Les six modèles d’organisation de la filière proposés dans la dernière partie permettent de lire l’évolution du secteur à l’aune d’une bascule possible de la filière autour du point d’équilibre que pourrait constituer l’éditeur. Du modèle 1, une désintermédiation totale entre l’auteur et le lecteur aux modèles 5 et 6 construits autour de plateforme d’agrégation et d’intermédiation, on lit bien l’étendue des possibles offerts par le livre numérique et les enjeux pour l’acteur central de la filière, l’éditeur.

La conclusion confirme évidemment à la fois la complexité de l’évolution d’un objet et d’un secteur à l’histoire si longue et au poids symbolique si conséquent et le niveau d’incertitude fort qui pèse à l’heure actuelle sur les acteurs du livre numérique.

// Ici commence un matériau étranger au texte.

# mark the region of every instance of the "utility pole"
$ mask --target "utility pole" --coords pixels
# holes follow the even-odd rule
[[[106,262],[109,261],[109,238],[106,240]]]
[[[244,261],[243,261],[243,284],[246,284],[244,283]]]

La lecture de cet ouvrage intéressera tous ceux qui souhaitent appréhender le livre et l’édition dans leur rapport au numérique. Il propose notamment une approche transversale qui explique les enjeux d’un secteur en se basant sur son histoire et les acteurs qui le composent. L’essai de Bertrand Legendre s’appuie de façon salutaire sur une connaissance très précise du secteur et de ses enjeux. Il donne ainsi à voir de l’intérieur ce que le numérique fait au livre et à ses professionnels.

Bibliographie

Ouvrage : LEGENDRE Bertrand. Ce que le numérique fait aux livres. Grenoble : Presses Universitaires de Grenoble, 2019. 144 p. ISBN : 978-2-7061-4195-9.